アメリカの核融合スタートアップ企業「レアルタ・フュージョン」は、中西部ウィスコンシン州マディソンにある食品工場の跡地に、新たな研究開発施設を建設すると発表しました。
同社は過去2年間にわたり施設の建設候補地を検討してきましたが、最終的にマディソンにあるソーセージなどの加工肉を製造していた旧工場の跡地を選定したということです。
「フォージ(Forge)」と名付けられたこの新施設では、2029年に最初のプラズマを生成する計画です。同社は最近、核融合反応のエネルギーを直接電力に変換する技術を実証しており、商用発電所の実現に向けた道筋をつける方針です。
建設地として旧工場跡地が選ばれた理由について、同社は、豊富な電力が確保できることや既存の本社に近いことに加え、州知事や議会など超党派による強力な支援があったためとしています。
現在、AI(人工知能)向けデータセンターの普及や社会全体の電動化を背景に、電力需要が急増しており、核融合発電への期待が高まっています。今年だけで、核融合関連のスタートアップ企業は15億ドル(約2325億円)以上の資金を調達したということです。

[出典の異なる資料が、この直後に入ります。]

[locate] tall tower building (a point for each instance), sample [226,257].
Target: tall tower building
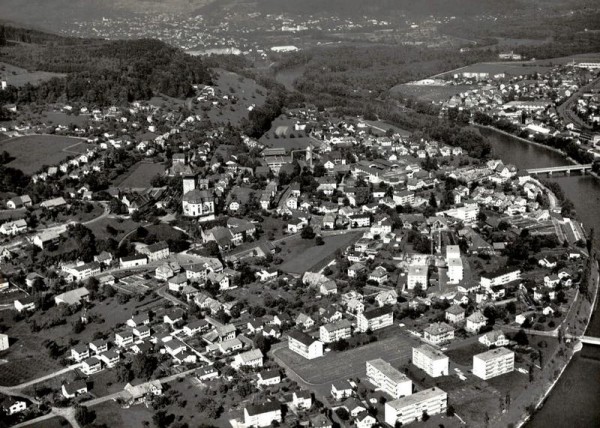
[309,156]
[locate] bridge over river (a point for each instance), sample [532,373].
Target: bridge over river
[567,169]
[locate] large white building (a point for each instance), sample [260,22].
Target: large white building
[388,379]
[438,333]
[417,275]
[375,319]
[335,331]
[262,415]
[494,362]
[430,360]
[410,408]
[454,263]
[199,204]
[302,344]
[500,277]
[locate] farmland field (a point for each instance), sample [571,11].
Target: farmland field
[17,76]
[141,175]
[34,151]
[301,255]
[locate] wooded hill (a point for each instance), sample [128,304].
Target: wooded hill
[98,71]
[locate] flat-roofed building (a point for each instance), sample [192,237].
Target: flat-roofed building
[410,408]
[335,331]
[494,362]
[430,360]
[438,333]
[375,319]
[500,277]
[388,379]
[302,344]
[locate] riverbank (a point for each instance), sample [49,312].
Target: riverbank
[575,349]
[525,140]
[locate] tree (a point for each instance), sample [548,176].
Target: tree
[432,201]
[144,365]
[342,413]
[124,373]
[209,407]
[262,343]
[307,233]
[83,415]
[78,326]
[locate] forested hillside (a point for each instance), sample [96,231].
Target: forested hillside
[100,72]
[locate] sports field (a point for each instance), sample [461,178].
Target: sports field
[31,152]
[396,350]
[141,175]
[301,255]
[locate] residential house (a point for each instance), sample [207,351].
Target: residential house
[438,333]
[262,415]
[252,358]
[304,345]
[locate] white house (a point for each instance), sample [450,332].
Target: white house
[430,360]
[262,415]
[302,344]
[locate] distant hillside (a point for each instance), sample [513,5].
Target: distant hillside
[98,71]
[51,14]
[382,8]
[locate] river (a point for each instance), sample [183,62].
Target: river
[575,400]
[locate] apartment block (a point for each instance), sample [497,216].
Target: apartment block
[494,362]
[430,360]
[410,409]
[390,380]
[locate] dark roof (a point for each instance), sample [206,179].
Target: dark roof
[301,337]
[158,246]
[499,272]
[377,312]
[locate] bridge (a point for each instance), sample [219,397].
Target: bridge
[566,169]
[589,340]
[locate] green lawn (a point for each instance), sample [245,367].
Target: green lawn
[301,255]
[34,151]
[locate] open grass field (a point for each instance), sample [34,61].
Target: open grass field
[396,350]
[429,93]
[141,175]
[246,91]
[17,76]
[56,422]
[25,368]
[34,151]
[122,226]
[301,255]
[464,355]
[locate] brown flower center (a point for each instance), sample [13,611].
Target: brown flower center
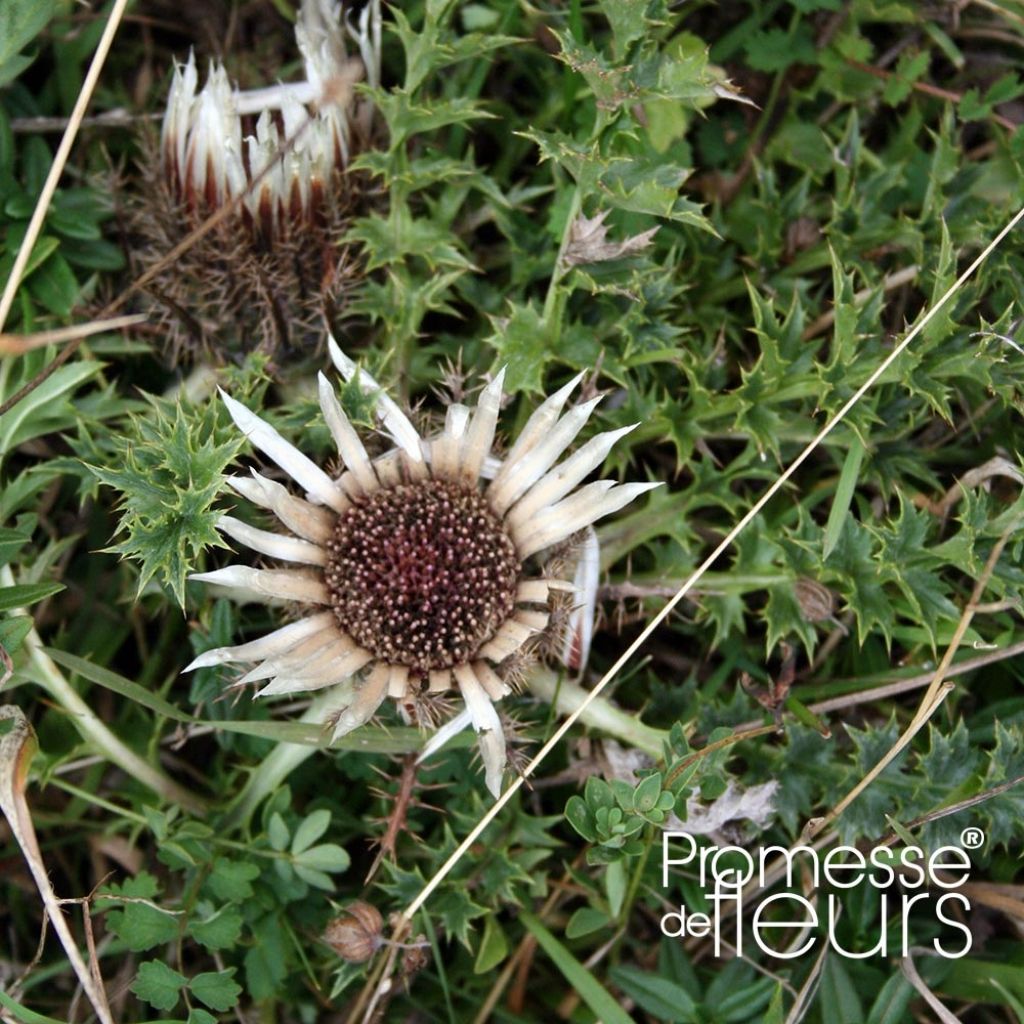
[422,573]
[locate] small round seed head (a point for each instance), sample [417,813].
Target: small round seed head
[356,935]
[421,574]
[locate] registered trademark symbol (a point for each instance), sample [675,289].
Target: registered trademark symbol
[972,839]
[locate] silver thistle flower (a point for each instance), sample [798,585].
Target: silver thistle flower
[206,161]
[428,562]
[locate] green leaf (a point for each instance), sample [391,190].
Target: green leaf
[23,1014]
[11,541]
[54,286]
[217,989]
[585,921]
[579,815]
[891,1003]
[494,946]
[310,829]
[844,496]
[839,993]
[20,22]
[776,49]
[230,879]
[647,794]
[581,980]
[13,631]
[666,999]
[118,684]
[520,339]
[326,857]
[158,984]
[22,595]
[278,832]
[616,883]
[220,931]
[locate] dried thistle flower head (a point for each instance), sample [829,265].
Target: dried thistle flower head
[357,934]
[278,157]
[428,563]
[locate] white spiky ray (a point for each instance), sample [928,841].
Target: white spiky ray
[534,500]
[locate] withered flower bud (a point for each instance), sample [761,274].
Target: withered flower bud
[816,601]
[357,934]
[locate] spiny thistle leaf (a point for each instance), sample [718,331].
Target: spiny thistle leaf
[170,469]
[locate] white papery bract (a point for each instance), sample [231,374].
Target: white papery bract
[420,570]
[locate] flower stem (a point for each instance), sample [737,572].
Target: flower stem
[284,759]
[566,695]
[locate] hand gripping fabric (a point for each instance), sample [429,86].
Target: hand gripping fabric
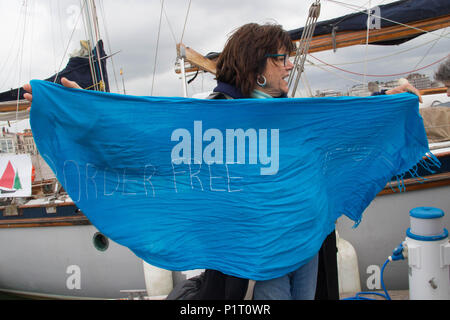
[248,187]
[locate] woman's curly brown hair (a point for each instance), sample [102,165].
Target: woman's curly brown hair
[243,57]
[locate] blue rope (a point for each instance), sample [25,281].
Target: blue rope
[385,295]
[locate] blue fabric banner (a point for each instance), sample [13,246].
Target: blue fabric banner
[248,187]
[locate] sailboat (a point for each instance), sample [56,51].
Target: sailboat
[49,249]
[83,263]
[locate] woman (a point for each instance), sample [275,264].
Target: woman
[255,64]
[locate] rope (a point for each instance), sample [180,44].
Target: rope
[429,49]
[381,75]
[21,57]
[157,46]
[102,10]
[185,21]
[388,55]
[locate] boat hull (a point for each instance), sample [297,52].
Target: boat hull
[383,228]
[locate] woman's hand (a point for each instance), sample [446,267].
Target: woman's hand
[66,83]
[405,87]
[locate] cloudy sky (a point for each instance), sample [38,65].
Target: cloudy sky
[38,35]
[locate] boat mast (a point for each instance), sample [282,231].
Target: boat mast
[303,47]
[93,33]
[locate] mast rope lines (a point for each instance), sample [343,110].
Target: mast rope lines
[303,47]
[381,75]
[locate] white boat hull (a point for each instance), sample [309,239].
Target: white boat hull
[63,262]
[383,228]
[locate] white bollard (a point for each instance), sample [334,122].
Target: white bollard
[428,255]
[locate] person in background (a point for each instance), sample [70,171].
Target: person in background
[255,64]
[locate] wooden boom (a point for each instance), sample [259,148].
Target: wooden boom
[341,39]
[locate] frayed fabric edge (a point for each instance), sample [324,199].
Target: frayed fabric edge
[427,162]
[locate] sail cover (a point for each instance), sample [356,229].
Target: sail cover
[249,187]
[391,14]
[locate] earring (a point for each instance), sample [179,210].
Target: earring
[262,84]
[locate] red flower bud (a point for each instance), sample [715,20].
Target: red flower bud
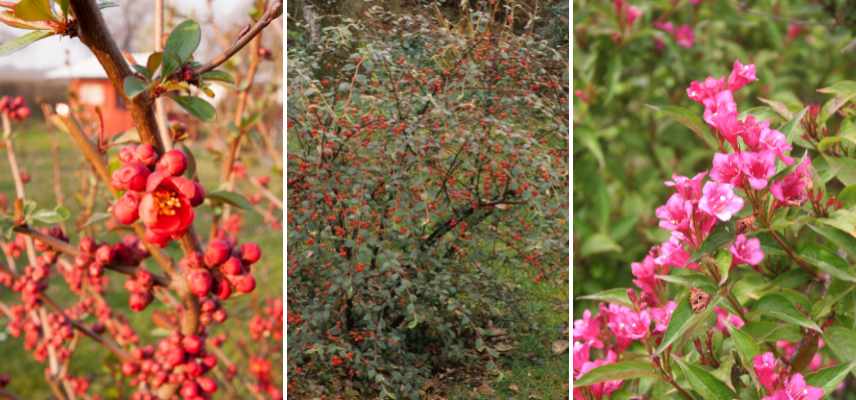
[190,189]
[217,253]
[104,254]
[192,344]
[200,282]
[146,154]
[232,266]
[132,176]
[245,283]
[173,162]
[250,253]
[207,384]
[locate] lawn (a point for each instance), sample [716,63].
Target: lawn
[33,145]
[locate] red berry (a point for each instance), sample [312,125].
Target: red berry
[173,162]
[192,344]
[200,282]
[250,253]
[217,253]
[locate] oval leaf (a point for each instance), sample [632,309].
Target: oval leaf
[621,370]
[704,383]
[779,307]
[20,42]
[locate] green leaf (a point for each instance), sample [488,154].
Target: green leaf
[134,86]
[34,10]
[704,383]
[154,61]
[621,370]
[683,320]
[20,42]
[220,76]
[829,378]
[777,306]
[183,40]
[49,217]
[828,262]
[746,346]
[843,240]
[617,296]
[235,199]
[842,341]
[197,107]
[689,119]
[598,243]
[722,234]
[847,196]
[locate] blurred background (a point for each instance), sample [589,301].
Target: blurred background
[632,54]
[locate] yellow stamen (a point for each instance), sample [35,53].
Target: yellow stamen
[167,202]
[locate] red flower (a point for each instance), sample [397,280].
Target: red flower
[165,210]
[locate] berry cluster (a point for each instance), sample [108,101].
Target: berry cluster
[15,108]
[156,193]
[222,270]
[177,360]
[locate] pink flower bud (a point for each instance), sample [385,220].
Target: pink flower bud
[132,176]
[173,162]
[200,282]
[146,154]
[250,253]
[217,253]
[126,209]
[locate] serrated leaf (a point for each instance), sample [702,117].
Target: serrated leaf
[704,383]
[777,306]
[50,217]
[235,199]
[219,76]
[34,10]
[622,370]
[617,296]
[20,42]
[183,40]
[690,120]
[197,107]
[683,320]
[134,86]
[829,378]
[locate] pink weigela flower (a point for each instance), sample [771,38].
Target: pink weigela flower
[758,167]
[719,199]
[746,251]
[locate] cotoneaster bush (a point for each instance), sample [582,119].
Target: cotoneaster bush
[631,55]
[428,155]
[141,227]
[751,296]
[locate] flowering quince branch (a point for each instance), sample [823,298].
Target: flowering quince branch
[744,171]
[155,195]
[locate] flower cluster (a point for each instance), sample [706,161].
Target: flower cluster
[15,108]
[156,192]
[749,151]
[780,385]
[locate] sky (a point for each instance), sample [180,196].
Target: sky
[51,52]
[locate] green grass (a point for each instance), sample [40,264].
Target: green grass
[530,367]
[33,144]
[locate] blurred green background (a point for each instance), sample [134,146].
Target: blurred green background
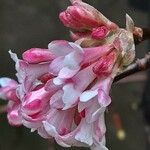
[34,23]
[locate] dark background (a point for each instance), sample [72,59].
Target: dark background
[25,24]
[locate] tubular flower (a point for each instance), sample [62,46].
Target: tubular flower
[62,92]
[57,95]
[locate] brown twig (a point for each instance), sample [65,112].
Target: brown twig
[139,65]
[3,109]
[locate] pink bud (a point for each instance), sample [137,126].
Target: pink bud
[105,65]
[100,32]
[37,55]
[82,16]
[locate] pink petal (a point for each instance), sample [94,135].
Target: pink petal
[37,55]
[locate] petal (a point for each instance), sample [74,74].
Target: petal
[50,129]
[60,48]
[56,65]
[70,99]
[85,133]
[37,55]
[103,98]
[67,73]
[56,100]
[87,95]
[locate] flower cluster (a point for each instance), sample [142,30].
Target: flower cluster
[62,92]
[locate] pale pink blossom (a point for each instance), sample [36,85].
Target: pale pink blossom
[63,91]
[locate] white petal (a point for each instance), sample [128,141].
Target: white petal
[85,133]
[87,95]
[70,96]
[51,130]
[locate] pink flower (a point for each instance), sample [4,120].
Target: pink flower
[63,91]
[87,21]
[7,92]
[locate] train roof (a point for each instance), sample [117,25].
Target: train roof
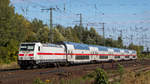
[82,46]
[79,45]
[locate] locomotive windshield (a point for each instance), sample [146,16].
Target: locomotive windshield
[27,47]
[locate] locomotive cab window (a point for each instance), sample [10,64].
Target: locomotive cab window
[27,47]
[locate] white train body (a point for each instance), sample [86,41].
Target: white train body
[31,54]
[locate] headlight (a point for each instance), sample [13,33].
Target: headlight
[31,58]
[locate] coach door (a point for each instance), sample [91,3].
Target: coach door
[70,55]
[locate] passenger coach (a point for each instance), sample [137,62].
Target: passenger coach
[40,54]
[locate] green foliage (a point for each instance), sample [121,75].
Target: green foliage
[101,77]
[38,81]
[120,71]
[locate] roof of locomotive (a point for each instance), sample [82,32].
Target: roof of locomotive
[82,46]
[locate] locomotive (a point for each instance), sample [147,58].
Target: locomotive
[42,54]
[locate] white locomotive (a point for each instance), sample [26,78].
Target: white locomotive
[39,54]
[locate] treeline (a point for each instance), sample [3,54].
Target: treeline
[14,29]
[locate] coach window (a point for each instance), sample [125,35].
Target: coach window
[39,48]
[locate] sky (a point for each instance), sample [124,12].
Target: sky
[130,16]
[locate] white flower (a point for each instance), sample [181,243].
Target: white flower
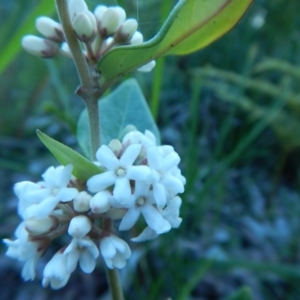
[55,187]
[170,213]
[25,251]
[100,202]
[81,202]
[160,176]
[142,203]
[55,272]
[83,251]
[115,251]
[119,172]
[79,226]
[39,47]
[147,67]
[50,28]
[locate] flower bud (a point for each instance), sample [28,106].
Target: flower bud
[79,227]
[50,29]
[81,202]
[76,7]
[39,47]
[137,38]
[114,251]
[41,226]
[85,26]
[111,20]
[115,146]
[99,11]
[126,31]
[100,202]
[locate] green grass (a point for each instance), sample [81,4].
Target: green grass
[231,111]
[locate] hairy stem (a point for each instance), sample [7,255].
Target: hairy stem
[89,89]
[114,284]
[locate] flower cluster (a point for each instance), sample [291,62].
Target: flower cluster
[139,178]
[98,32]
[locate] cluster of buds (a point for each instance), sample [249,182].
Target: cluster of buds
[98,32]
[139,178]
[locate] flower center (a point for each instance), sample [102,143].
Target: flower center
[120,172]
[55,191]
[140,201]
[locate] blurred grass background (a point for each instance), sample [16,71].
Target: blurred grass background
[232,111]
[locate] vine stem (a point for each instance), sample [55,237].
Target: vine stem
[90,91]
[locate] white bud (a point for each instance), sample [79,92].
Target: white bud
[85,26]
[50,29]
[99,11]
[137,38]
[41,226]
[79,227]
[114,251]
[111,20]
[100,202]
[39,47]
[147,67]
[115,146]
[126,31]
[81,202]
[55,272]
[76,7]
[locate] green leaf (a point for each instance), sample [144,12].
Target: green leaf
[192,25]
[243,293]
[83,169]
[13,46]
[125,106]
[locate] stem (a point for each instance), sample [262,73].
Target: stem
[114,284]
[89,89]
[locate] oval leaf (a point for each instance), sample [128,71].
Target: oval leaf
[83,169]
[126,105]
[192,25]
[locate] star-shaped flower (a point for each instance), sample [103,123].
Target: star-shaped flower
[119,172]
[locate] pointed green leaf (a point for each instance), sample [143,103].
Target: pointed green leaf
[192,25]
[83,169]
[125,106]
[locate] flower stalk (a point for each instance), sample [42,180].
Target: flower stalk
[89,89]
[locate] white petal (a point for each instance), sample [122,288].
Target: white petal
[154,157]
[130,155]
[87,262]
[42,209]
[67,194]
[141,188]
[107,248]
[154,219]
[28,271]
[170,161]
[138,172]
[107,158]
[65,176]
[147,234]
[101,181]
[100,202]
[119,261]
[72,260]
[147,67]
[129,218]
[159,195]
[122,190]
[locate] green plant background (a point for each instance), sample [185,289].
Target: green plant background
[232,111]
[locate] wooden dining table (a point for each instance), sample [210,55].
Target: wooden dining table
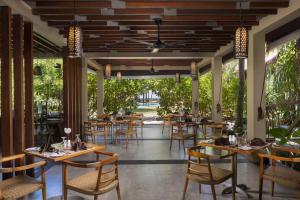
[69,154]
[242,188]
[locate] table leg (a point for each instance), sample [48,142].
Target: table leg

レアルタ・フュージョンは、ウィスコンシン州とマディソン市から推定5500万ドル(約85億円)の優遇措置を受ける見通しです。同社はウィスコンシン大学マディソン校の研究から派生した企業であり、同大学から毎年優秀なプラズマ物理学者が輩出されるなど、人材確保の面でも有利な環境にあります。
アメリカの核融合スタートアップ企業の多くは、国立研究所の周辺や沿岸部に拠点を置く傾向があり、同州発の別の企業が2024年に他州へ移転した事例もありました。
こうした中、ウィスコンシン州は核融合産業の誘致に力を入れています。ことし4月には、核融合産業に対する売上税を免除する法律が超党派の支持を得て成立しました。この措置だけで、レアルタ・フュージョンは約3750万ドル(約58億円)の負担を軽減できる見込みです。さらに、州から1500万ドル(約23億円)の税額控除、市から280万ドル(約4億円)の資金調達支援が提供されるということです。
同社のキーラン・ファーロングCEOは、「州を代表する企業となることには大きな利点があります。私たちの成功と、ウィスコンシン州が核融合の主要拠点になることを望む人々の支援を得ることができます」と述べ、地元に留まることの意義を強調しています。